PARSIPPANY — Legislation sponsored by Assemblyman Jay Webber expanding crime victims’ rights was unanimously advanced today by the Assembly Law and Public Safety Committee.
“The trauma resulting from a crime extends beyond the immediate victim,” said Webber (R-Morris). “The physical, emotional, and financial harms of crime cascade to family and friends of the immediate victim, so those close individuals become victimized too from the crime.
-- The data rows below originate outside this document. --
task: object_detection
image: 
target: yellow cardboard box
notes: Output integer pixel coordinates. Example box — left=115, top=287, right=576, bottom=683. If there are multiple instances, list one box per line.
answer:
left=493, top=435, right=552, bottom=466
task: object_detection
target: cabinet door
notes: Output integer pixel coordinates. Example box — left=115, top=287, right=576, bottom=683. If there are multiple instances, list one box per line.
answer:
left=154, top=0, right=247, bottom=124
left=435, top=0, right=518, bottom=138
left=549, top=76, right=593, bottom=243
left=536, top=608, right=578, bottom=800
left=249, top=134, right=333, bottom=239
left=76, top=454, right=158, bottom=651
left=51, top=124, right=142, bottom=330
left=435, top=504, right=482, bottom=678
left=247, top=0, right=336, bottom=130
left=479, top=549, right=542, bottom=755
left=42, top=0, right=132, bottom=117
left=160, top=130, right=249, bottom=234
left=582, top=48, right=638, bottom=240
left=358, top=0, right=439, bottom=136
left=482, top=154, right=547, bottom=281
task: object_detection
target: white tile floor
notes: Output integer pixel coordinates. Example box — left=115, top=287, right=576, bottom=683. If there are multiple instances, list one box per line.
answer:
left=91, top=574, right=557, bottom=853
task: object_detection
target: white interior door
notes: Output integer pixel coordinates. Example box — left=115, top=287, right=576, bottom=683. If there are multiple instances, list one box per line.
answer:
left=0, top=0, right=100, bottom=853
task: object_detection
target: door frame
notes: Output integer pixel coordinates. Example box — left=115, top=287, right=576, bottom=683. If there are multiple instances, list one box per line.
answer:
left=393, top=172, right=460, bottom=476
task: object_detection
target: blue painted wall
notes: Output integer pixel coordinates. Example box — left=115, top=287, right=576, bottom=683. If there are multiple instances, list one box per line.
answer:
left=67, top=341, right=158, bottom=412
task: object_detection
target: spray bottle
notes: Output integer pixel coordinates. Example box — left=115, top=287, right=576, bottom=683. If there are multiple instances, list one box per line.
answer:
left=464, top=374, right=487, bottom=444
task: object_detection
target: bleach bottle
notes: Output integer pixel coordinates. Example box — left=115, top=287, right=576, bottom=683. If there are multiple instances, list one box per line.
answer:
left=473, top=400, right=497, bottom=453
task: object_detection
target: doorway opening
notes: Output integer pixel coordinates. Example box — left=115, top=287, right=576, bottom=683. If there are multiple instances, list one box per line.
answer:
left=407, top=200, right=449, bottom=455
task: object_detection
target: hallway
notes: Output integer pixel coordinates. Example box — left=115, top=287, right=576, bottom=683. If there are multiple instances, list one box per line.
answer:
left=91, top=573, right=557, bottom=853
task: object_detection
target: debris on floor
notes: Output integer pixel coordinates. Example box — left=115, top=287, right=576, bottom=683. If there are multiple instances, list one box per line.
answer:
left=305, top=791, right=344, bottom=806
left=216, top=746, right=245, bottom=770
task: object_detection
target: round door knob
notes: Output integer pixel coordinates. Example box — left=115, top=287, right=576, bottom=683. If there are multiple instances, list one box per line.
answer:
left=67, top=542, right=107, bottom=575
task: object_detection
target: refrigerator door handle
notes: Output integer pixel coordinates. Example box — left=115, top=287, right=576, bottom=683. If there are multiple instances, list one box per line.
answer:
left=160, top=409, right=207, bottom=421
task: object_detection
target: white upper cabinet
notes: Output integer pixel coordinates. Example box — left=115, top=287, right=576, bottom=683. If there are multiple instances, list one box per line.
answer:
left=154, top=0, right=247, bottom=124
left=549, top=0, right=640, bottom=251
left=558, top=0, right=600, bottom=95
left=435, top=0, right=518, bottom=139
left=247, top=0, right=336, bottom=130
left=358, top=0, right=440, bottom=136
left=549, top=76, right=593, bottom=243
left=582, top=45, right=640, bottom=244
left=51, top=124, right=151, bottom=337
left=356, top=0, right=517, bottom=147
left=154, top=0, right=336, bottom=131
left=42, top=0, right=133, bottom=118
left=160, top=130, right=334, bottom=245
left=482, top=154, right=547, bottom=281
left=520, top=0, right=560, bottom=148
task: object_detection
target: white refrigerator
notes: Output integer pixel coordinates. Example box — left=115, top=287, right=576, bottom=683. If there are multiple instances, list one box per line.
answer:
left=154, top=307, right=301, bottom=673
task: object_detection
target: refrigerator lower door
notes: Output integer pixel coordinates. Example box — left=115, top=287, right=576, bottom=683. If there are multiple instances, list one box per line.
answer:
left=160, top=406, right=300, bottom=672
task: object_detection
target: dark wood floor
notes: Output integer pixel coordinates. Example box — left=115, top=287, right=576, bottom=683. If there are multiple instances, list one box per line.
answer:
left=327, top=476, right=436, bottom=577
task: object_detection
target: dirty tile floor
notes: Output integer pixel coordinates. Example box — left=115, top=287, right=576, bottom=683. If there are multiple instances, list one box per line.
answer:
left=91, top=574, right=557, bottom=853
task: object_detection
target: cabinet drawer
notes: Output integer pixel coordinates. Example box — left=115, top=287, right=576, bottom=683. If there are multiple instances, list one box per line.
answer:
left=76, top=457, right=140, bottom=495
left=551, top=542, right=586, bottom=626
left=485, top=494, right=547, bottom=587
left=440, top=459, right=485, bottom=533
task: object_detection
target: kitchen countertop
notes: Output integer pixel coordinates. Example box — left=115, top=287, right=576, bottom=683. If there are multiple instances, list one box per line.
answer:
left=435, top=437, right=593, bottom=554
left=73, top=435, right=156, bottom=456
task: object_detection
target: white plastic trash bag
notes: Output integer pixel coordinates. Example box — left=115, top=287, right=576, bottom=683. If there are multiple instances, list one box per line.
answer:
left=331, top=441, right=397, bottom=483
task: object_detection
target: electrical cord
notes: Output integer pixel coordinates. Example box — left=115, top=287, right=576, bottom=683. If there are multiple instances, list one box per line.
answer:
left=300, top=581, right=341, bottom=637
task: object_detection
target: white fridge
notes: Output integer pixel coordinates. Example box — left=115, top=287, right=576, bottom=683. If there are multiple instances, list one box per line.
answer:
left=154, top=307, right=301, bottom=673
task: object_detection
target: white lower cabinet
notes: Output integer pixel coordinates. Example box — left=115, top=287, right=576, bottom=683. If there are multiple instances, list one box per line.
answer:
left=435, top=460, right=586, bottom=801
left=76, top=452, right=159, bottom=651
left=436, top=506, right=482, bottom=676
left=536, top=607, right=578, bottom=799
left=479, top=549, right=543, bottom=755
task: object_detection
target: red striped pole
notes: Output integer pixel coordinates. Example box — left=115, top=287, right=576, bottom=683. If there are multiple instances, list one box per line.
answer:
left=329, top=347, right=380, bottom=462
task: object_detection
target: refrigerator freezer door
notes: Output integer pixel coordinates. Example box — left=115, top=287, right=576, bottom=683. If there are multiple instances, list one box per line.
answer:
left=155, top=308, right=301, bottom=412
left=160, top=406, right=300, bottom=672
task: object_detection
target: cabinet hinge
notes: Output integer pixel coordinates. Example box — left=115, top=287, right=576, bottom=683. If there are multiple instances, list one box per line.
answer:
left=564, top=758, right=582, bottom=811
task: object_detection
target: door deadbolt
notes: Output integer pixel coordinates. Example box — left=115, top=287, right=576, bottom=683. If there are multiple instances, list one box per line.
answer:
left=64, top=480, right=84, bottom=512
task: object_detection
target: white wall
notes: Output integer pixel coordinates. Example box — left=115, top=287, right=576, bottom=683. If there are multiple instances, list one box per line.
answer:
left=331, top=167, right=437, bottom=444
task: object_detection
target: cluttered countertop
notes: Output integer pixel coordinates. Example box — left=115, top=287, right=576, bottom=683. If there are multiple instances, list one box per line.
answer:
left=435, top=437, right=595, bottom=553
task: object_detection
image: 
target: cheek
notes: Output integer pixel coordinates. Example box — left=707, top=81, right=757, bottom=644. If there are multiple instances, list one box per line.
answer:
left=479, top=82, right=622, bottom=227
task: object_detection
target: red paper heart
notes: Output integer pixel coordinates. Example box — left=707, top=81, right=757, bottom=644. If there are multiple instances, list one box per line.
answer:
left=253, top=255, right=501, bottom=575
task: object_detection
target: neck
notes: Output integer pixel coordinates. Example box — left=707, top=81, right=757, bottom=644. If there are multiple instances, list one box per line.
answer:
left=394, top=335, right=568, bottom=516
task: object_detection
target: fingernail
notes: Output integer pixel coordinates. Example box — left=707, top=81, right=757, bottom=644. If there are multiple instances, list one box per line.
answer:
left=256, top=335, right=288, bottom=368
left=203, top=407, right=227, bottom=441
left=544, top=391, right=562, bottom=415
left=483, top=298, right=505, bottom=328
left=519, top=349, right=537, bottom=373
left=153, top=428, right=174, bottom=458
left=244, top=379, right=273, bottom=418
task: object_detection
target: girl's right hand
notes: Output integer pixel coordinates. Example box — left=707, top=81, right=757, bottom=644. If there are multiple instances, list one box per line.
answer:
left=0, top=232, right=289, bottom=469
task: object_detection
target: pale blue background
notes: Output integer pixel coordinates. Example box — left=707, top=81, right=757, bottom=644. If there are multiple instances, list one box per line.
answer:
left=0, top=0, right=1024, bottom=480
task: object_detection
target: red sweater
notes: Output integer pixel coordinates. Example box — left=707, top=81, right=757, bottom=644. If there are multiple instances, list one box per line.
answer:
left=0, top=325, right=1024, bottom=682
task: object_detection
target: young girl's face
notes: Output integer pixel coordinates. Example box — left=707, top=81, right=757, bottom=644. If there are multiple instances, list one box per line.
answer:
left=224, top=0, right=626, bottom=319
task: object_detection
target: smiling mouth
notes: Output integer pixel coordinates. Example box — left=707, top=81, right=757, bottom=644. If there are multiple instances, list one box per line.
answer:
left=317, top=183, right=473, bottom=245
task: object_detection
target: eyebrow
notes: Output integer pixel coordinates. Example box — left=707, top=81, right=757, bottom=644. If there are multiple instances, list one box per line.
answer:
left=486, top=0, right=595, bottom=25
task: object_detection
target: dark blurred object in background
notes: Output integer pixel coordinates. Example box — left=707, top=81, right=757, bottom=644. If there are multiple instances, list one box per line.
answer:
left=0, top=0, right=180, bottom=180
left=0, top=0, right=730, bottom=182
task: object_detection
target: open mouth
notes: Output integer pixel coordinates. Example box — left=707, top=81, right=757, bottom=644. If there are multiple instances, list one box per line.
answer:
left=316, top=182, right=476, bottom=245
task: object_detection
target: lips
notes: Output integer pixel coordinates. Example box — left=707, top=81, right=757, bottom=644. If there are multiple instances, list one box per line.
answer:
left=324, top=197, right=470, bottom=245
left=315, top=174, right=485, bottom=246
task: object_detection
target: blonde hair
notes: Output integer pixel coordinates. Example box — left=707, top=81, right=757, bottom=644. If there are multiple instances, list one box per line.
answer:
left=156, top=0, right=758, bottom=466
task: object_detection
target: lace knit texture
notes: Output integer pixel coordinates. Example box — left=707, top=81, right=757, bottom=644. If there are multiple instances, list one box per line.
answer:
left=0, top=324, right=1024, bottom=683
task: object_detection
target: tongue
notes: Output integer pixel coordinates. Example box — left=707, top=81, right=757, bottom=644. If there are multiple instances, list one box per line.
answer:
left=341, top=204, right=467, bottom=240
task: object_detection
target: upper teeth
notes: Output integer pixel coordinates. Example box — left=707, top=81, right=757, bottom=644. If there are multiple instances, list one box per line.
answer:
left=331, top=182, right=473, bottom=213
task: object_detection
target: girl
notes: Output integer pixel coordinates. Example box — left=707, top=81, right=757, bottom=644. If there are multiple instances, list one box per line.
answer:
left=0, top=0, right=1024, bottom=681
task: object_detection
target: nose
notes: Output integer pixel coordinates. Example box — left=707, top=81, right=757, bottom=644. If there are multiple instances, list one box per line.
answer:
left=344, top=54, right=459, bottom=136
Allowing family and friends to tell their stories gives a judge the full picture of the devastating impact the crime has had on everyone involved so the judge can determine the proper sentence.”
Current law allows crime victims to tell a judge prior to sentencing the physical, emotional, medical, or financial impact the crime has on their lives. Webber’s bill (A1015) expands this right to people who have a close relationship with the victim, consistently allowing the testimony. Most courts will allow such statements, but some have been denied.
The bill also allows sexual assault victims and survivors of homicide victims to attend post-adjudication hearings that determine: if a sex offender’s name may be removed from the Megan’s Law registry after serving 15 years; a sex offender’s risk of committing another crime when released; and whether a person acquitted of a crime by reason of insanity should be civilly committed. Victims currently are excluded from such hearings.
“This measure literally gives victims and their families more of a voice in the courtroom so they receive full justice and criminals get the punishment they have earned,” concluded Webber.